Re: [RFC PATCH 00/11] mm/mempolicy: Make task->mempolicy externally modifiable via syscall and procfs

From: Andrew Morton
Date: Wed Nov 22 2023 - 16:33:53 EST


On Wed, 22 Nov 2023 16:11:49 -0500 Gregory Price <gourry.memverge@xxxxxxxxx> wrote:

> The patch set changes task->mempolicy to be modifiable by tasks other
> than just current.
>
> The ultimate goal is to make mempolicy more flexible and extensible,
> such as adding interleave weights (which may need to change at runtime
> due to hotplug events). Making mempolicy externally modifiable allows
> for userland daemons to make runtime performance adjustments to running
> tasks without that software needing to be made numa-aware.

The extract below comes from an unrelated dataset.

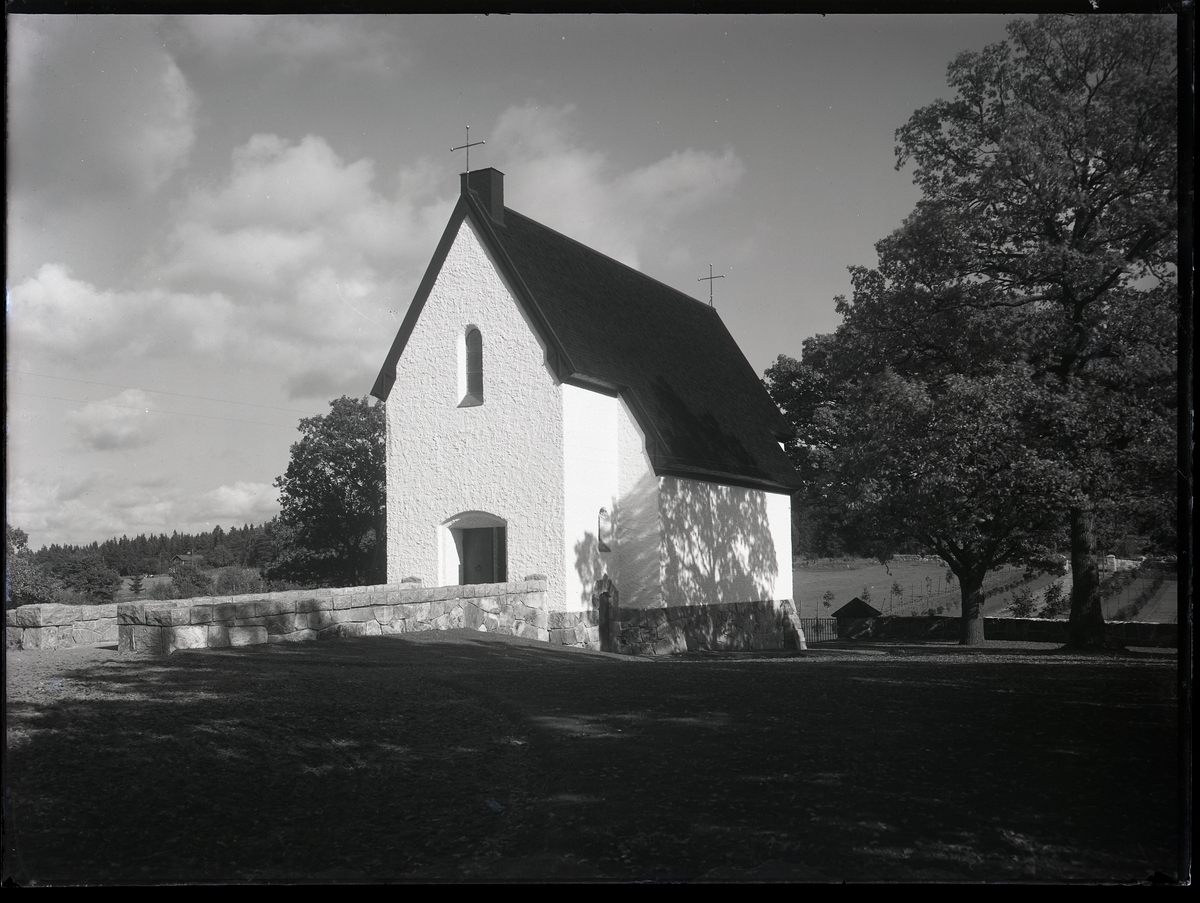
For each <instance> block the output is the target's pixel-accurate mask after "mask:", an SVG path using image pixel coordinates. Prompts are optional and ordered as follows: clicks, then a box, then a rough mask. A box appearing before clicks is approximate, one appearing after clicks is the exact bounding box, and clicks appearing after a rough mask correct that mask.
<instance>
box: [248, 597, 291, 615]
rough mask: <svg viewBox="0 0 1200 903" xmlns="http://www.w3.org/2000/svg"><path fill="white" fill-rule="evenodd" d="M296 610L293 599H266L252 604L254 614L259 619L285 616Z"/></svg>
mask: <svg viewBox="0 0 1200 903" xmlns="http://www.w3.org/2000/svg"><path fill="white" fill-rule="evenodd" d="M295 610H296V603H295V599H281V598H277V597H276V598H268V599H263V600H260V602H256V603H254V614H256V615H258V616H259V617H263V616H268V617H269V616H271V615H287V614H290V612H294V611H295Z"/></svg>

Please add to this [0/N] a full description of the security aspect: who
can modify whose mempolicy, along with a full description of the
reasoning behind this decision.

> 3. Add external interfaces which allow for a task mempolicy to be
> modified by another task. This is implemented in 4 syscalls
> and a procfs interface:
> sys_set_task_mempolicy
> sys_get_task_mempolicy
> sys_set_task_mempolicy_home_node
> sys_task_mbind
> /proc/[pid]/mempolicy

Why is the procfs interface needed? Doesn't it simply duplicate the
syscall interface? Please update [0/N] with a description of this
decision.

> The new syscalls are the same as their current-task counterparts,
> except that they take a pid as an argument. The exception is
> task_mbind, which required a new struct due to the number of args.
>
> The /proc/pid/mempolicy re-uses the interface mpol_parse_str format
> to enable get/set of mempolicy via procsfs.
>
> mpol_parse_str format:
> <mode>[=<flags>][:<nodelist>]
>
> Example usage:
>
> echo "default" > /proc/pid/mempolicy
> echo "prefer=relative:0" > /proc/pid/mempolicy
> echo "interleave:0-3" > /proc/pid/mempolicy

What do we get when we read from this? Please add to changelog.

> Changing the mempolicy does not induce memory migrations via the
> procfs interface (which is the exact same behavior as set_mempolicy).
>